Parsing a DICOM directory recursively and reading all DICOM series from it is a time-consuming operation. I recently updated my application to parallelize this operation at the thread level as much as I can. But I found that ITK has limited support for such parallelization.
This is the most parallelized algorithm I could implement: Step 1: The main thread parses the DICOM directory recursively and creates an itk::GDCMSeriesFileNames object. Step 2: The main thread then calls GDCMSeriesFileNames::GetFileNames() for each series in the object, copies the file names to a vector of strings, and inserts the vector in a queue. Step 3: Multiple worker threads consume the queue and read the series in parallel using thread-specific instances of itk::ImageSeriesReader objects.
Note, I did Step 1 in the main thread so as to create only one copy of the itk::GDCMSeriesFileNames object. Also, Step 2 had to be done in the main thread because the GetFileNames() routine isn’t thread safe.
Is there a more parallelized algorithm feasible with the current version of ITK?

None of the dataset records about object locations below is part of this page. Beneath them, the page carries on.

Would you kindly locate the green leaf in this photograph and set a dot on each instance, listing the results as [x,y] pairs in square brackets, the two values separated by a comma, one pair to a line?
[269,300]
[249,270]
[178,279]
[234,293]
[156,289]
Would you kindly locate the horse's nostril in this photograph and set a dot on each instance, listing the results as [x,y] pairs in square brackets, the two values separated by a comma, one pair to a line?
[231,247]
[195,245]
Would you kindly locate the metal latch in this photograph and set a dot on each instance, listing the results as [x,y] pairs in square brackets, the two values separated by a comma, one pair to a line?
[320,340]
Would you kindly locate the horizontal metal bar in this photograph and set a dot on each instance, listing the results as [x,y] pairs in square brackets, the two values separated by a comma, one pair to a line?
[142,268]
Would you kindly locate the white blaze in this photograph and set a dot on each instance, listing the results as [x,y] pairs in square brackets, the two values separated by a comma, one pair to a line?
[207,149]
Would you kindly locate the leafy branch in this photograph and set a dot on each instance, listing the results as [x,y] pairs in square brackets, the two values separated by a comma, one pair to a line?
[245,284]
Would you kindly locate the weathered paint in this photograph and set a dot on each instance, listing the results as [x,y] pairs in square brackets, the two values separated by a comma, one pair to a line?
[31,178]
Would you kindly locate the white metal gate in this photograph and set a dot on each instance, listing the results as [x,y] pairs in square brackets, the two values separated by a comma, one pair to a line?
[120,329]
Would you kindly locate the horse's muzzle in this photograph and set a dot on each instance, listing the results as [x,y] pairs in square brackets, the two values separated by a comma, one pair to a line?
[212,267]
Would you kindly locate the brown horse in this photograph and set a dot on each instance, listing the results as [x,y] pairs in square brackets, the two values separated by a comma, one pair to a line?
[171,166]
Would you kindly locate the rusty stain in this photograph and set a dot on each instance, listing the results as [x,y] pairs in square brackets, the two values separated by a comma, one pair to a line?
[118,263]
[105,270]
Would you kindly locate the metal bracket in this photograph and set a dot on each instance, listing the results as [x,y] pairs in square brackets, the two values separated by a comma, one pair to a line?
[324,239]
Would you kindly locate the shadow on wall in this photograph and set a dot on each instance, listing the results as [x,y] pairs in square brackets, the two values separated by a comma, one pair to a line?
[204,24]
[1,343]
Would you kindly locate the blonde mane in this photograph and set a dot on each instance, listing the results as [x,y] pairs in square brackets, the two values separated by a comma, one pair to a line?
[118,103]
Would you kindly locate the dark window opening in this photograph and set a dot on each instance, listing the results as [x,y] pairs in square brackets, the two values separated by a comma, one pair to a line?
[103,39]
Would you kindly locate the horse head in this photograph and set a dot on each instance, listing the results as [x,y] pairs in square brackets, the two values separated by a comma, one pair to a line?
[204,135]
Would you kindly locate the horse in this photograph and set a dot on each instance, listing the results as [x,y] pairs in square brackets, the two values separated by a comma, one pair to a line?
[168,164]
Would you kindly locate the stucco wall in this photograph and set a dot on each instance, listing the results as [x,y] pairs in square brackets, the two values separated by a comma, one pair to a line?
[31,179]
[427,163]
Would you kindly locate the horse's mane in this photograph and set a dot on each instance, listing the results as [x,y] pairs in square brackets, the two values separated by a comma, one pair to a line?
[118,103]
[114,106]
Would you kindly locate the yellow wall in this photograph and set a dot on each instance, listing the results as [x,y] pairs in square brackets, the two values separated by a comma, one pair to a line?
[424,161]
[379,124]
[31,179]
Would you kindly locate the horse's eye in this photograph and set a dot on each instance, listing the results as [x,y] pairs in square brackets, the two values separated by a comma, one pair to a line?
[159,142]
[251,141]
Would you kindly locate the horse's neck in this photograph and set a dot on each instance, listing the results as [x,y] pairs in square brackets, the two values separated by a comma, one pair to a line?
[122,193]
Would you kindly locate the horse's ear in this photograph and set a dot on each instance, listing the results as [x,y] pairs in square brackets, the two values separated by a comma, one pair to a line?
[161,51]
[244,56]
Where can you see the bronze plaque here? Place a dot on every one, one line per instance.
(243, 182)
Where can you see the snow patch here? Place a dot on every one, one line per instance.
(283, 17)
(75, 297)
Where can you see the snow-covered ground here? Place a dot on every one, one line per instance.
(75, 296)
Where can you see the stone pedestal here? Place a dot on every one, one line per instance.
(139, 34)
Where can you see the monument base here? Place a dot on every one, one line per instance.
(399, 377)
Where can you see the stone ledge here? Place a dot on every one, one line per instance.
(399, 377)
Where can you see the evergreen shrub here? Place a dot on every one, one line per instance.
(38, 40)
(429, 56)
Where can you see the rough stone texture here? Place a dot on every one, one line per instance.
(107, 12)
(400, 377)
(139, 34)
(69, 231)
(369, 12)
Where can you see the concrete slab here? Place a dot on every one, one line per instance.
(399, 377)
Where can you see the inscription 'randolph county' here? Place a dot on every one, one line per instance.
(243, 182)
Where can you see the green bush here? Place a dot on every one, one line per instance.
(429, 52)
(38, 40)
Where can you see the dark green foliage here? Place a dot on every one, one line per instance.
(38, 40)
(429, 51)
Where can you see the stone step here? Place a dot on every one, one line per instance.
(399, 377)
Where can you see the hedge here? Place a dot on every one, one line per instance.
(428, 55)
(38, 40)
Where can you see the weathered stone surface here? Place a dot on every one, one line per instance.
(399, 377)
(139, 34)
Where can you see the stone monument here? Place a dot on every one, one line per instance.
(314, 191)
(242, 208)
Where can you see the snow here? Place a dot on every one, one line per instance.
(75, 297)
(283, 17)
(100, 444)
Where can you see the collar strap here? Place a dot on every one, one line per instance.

If not, it will be great if we can update ITK such that Step 2 above, which is an expensive operation because it sorts the files, can be made thread safe so that it can also be executed in parallel for different series in worker threads. As far as I can see, it’s currently not thread safe only because GDCMSeriesFileNames::GetFileNames() routine stores the file names in a vector of strings, one of its private members:
Perhaps Step 2 can be made thread safe by overloading the GDCMSeriesFileNames::GetFileNames() function such that it returns the file names in a caller-provided reference to a vector of strings?

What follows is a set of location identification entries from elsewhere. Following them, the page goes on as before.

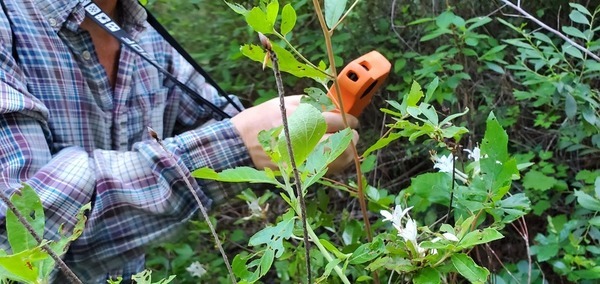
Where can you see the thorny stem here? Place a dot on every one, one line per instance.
(154, 135)
(518, 8)
(359, 174)
(286, 130)
(61, 264)
(327, 256)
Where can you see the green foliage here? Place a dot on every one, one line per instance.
(541, 90)
(29, 261)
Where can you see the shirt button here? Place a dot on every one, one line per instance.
(86, 55)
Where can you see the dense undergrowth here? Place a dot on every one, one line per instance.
(542, 90)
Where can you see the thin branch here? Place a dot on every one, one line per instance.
(61, 264)
(280, 90)
(154, 135)
(359, 174)
(548, 28)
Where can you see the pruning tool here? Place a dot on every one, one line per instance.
(359, 81)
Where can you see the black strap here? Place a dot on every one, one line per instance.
(14, 38)
(96, 14)
(173, 42)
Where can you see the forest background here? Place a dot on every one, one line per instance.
(487, 57)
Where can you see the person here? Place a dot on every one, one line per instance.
(74, 108)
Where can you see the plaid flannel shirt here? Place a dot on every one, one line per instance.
(71, 136)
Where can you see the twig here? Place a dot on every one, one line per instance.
(61, 264)
(548, 28)
(359, 174)
(154, 135)
(275, 62)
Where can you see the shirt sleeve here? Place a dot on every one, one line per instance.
(137, 196)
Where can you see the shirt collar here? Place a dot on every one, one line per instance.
(70, 14)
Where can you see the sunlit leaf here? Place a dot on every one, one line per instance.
(272, 11)
(469, 269)
(237, 8)
(288, 19)
(29, 205)
(259, 21)
(239, 174)
(306, 126)
(578, 17)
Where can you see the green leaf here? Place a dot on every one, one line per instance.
(427, 275)
(60, 247)
(145, 277)
(495, 141)
(334, 10)
(538, 181)
(480, 21)
(445, 19)
(453, 116)
(259, 21)
(382, 142)
(239, 174)
(22, 266)
(288, 19)
(29, 205)
(587, 201)
(469, 269)
(478, 237)
(433, 188)
(273, 236)
(331, 248)
(572, 50)
(414, 96)
(570, 106)
(431, 89)
(367, 252)
(572, 31)
(578, 17)
(580, 8)
(272, 11)
(237, 8)
(306, 126)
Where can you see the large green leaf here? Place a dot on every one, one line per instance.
(273, 236)
(22, 266)
(469, 269)
(29, 205)
(307, 126)
(587, 201)
(60, 247)
(427, 275)
(259, 21)
(272, 12)
(288, 19)
(239, 174)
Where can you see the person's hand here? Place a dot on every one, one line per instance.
(268, 115)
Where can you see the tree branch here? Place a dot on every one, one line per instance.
(548, 28)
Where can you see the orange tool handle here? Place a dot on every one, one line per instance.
(359, 81)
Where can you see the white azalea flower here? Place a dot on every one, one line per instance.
(396, 216)
(409, 233)
(444, 163)
(196, 269)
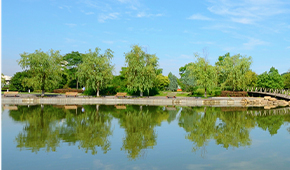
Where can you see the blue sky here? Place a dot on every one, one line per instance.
(173, 30)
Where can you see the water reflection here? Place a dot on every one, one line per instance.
(89, 127)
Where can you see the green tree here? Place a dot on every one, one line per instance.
(96, 69)
(16, 81)
(232, 70)
(3, 81)
(286, 81)
(251, 78)
(272, 79)
(73, 59)
(173, 85)
(204, 73)
(186, 78)
(141, 69)
(44, 68)
(162, 82)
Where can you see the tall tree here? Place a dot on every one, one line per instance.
(251, 78)
(73, 59)
(3, 81)
(286, 80)
(271, 79)
(96, 69)
(205, 75)
(162, 82)
(16, 81)
(141, 69)
(44, 67)
(173, 85)
(232, 70)
(186, 78)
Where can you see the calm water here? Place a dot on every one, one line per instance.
(143, 137)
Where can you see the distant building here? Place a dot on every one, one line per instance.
(7, 79)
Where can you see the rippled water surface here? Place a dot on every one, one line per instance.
(144, 137)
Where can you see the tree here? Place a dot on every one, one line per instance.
(173, 85)
(96, 69)
(44, 67)
(3, 81)
(73, 59)
(272, 79)
(251, 78)
(16, 81)
(186, 78)
(141, 69)
(162, 82)
(286, 81)
(204, 73)
(232, 70)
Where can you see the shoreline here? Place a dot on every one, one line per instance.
(182, 101)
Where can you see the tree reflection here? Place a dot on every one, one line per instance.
(139, 126)
(46, 126)
(229, 129)
(39, 131)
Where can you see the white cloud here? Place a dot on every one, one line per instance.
(133, 4)
(103, 17)
(243, 20)
(199, 17)
(253, 43)
(70, 24)
(87, 13)
(69, 40)
(144, 14)
(108, 42)
(248, 11)
(203, 42)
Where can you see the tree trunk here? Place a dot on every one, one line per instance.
(42, 86)
(98, 90)
(42, 92)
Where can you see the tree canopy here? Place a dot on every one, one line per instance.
(96, 69)
(232, 70)
(44, 68)
(73, 59)
(141, 69)
(204, 74)
(173, 85)
(271, 79)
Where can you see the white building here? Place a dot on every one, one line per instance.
(7, 79)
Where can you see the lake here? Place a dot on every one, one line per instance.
(143, 137)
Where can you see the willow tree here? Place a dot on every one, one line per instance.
(141, 69)
(2, 80)
(205, 75)
(96, 69)
(232, 70)
(44, 67)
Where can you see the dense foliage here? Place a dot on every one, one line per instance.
(141, 69)
(44, 68)
(271, 79)
(141, 74)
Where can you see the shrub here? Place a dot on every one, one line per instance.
(67, 90)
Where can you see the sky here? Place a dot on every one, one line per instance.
(173, 30)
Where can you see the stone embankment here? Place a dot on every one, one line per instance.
(185, 101)
(267, 102)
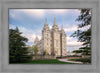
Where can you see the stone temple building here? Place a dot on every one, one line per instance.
(53, 41)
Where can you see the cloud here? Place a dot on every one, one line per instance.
(70, 28)
(73, 42)
(39, 13)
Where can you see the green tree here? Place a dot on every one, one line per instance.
(35, 50)
(17, 47)
(84, 35)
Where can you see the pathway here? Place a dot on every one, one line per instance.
(66, 60)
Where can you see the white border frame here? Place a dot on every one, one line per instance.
(5, 67)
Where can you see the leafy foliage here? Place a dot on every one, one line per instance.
(17, 47)
(84, 35)
(35, 50)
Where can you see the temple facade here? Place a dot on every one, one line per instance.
(53, 41)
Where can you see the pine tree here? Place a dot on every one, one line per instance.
(84, 35)
(17, 47)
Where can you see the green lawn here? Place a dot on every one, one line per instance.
(85, 60)
(53, 61)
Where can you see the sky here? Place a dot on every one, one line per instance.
(31, 21)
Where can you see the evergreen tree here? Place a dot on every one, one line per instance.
(17, 47)
(84, 35)
(35, 49)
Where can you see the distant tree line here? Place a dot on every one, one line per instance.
(18, 52)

My suggestion assumes that GDCM, specifically the routines of the gdcm::SerieHelper class, are thread safe.
Your parallelization approach sounds about right. Your plan to make step 2 thread-safe sounds good to me, but @mathieu.malaterre should confirm it is OK. @mihail.isakov and @blowekamp might want to pitch in too.
If your plan is implemented, we should add a new thread-safe signature for GetFileNames and delegate to it from the current method, but keep the current one for backwards compatibility. Add a note in its docstring that it is not thread-safe, and the other one is preferred. I would not deprecate it.

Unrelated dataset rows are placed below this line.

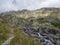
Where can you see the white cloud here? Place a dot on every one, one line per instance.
(6, 5)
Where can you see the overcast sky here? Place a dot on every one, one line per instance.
(7, 5)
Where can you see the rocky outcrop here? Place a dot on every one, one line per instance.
(46, 36)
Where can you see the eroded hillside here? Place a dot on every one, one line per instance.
(37, 27)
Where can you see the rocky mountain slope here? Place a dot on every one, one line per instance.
(36, 27)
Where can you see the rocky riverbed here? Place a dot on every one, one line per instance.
(47, 36)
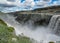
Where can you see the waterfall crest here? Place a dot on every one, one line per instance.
(54, 24)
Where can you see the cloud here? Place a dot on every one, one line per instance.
(17, 5)
(9, 3)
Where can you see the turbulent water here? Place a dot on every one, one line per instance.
(39, 33)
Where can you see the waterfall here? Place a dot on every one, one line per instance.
(41, 33)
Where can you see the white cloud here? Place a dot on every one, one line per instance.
(26, 5)
(10, 3)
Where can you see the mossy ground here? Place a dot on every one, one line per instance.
(7, 35)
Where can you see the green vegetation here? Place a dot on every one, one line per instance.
(51, 42)
(7, 35)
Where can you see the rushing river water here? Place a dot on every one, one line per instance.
(39, 33)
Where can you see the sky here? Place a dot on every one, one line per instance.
(19, 5)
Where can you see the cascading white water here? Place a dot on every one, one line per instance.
(40, 33)
(54, 24)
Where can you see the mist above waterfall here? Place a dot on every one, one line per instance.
(39, 33)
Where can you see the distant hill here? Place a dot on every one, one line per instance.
(50, 9)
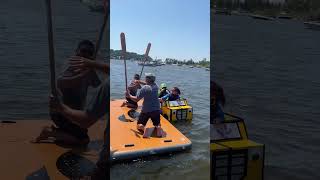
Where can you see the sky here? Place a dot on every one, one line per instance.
(177, 29)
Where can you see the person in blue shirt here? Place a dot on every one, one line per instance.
(173, 96)
(163, 90)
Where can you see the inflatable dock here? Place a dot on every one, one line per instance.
(22, 159)
(126, 142)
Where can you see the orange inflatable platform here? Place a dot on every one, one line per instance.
(126, 142)
(21, 159)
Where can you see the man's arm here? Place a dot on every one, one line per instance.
(133, 98)
(80, 64)
(85, 119)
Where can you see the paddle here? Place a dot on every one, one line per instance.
(146, 57)
(99, 39)
(123, 47)
(51, 50)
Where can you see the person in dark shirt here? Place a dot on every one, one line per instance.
(150, 106)
(73, 86)
(133, 89)
(163, 90)
(173, 96)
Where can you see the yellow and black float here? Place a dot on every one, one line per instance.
(177, 110)
(233, 155)
(127, 143)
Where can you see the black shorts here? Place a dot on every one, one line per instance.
(65, 125)
(154, 115)
(130, 101)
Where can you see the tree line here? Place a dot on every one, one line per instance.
(309, 8)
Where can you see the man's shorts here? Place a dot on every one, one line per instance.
(154, 115)
(65, 125)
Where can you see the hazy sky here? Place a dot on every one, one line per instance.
(176, 28)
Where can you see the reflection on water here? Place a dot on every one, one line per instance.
(269, 71)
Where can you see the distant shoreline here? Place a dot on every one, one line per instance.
(300, 16)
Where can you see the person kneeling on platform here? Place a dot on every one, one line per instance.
(163, 91)
(133, 88)
(150, 106)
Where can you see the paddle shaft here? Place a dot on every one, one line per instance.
(51, 49)
(123, 46)
(146, 57)
(103, 27)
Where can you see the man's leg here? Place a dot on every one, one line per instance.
(155, 117)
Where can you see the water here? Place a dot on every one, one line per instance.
(24, 71)
(270, 74)
(194, 85)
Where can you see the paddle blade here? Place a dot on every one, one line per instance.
(123, 42)
(148, 49)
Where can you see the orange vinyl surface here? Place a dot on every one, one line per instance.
(124, 132)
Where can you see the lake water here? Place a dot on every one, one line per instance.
(194, 85)
(24, 71)
(270, 73)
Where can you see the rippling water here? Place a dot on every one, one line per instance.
(270, 73)
(24, 71)
(194, 84)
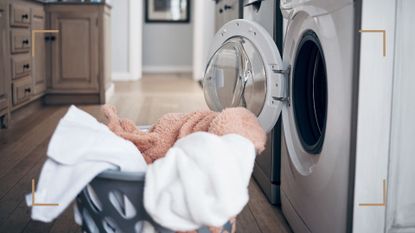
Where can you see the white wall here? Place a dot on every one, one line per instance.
(168, 47)
(203, 32)
(127, 20)
(374, 115)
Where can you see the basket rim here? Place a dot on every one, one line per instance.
(120, 175)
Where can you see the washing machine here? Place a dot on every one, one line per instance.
(267, 169)
(311, 86)
(227, 10)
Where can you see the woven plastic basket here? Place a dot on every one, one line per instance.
(113, 203)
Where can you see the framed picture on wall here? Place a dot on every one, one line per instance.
(167, 11)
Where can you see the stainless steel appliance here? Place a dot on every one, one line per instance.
(227, 10)
(267, 165)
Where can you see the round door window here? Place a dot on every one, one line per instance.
(310, 93)
(235, 76)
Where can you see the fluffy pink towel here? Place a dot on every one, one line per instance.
(173, 126)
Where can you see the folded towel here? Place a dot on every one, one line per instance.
(80, 149)
(202, 181)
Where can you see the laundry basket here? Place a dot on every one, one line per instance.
(113, 203)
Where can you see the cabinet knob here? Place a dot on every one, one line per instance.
(50, 38)
(227, 7)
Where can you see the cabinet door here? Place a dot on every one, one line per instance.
(75, 52)
(3, 50)
(39, 56)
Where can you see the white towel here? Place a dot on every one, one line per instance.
(80, 149)
(202, 181)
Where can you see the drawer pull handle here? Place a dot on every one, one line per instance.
(50, 38)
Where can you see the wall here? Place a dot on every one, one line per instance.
(168, 47)
(374, 115)
(127, 18)
(204, 31)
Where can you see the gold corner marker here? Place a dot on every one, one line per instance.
(33, 197)
(34, 37)
(384, 197)
(383, 37)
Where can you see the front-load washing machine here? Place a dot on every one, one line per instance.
(267, 169)
(311, 86)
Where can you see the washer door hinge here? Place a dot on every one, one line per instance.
(285, 97)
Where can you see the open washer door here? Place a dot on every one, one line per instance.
(245, 69)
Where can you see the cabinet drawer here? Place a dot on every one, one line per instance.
(38, 13)
(21, 65)
(20, 40)
(22, 90)
(19, 15)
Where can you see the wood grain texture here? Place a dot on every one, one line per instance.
(23, 150)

I have had problems using GDCM concurrently in multiple threads, so I would be caution of this approach.
I wrote a test in SimpleITK which concurrently tries to read some files, to test if a specific ImageIO is concurrent thread safe for reading:
GDCMImageIO failed this test along with several other ImageIOs. So in generally parallel reading of slices will not work. Additionally, many of the other ImageIOs that do work are simpler files formats of header with some bulk data to read. When a reader is IO bound reading the bulk data, concurrent reading may not improve performance and could hurt.
This approach is also implemented in itk.js. Step 3 is parallel, but Step 2 is also serial. To accelerate Step 2, we may also want to just parse the tags required to sort the series.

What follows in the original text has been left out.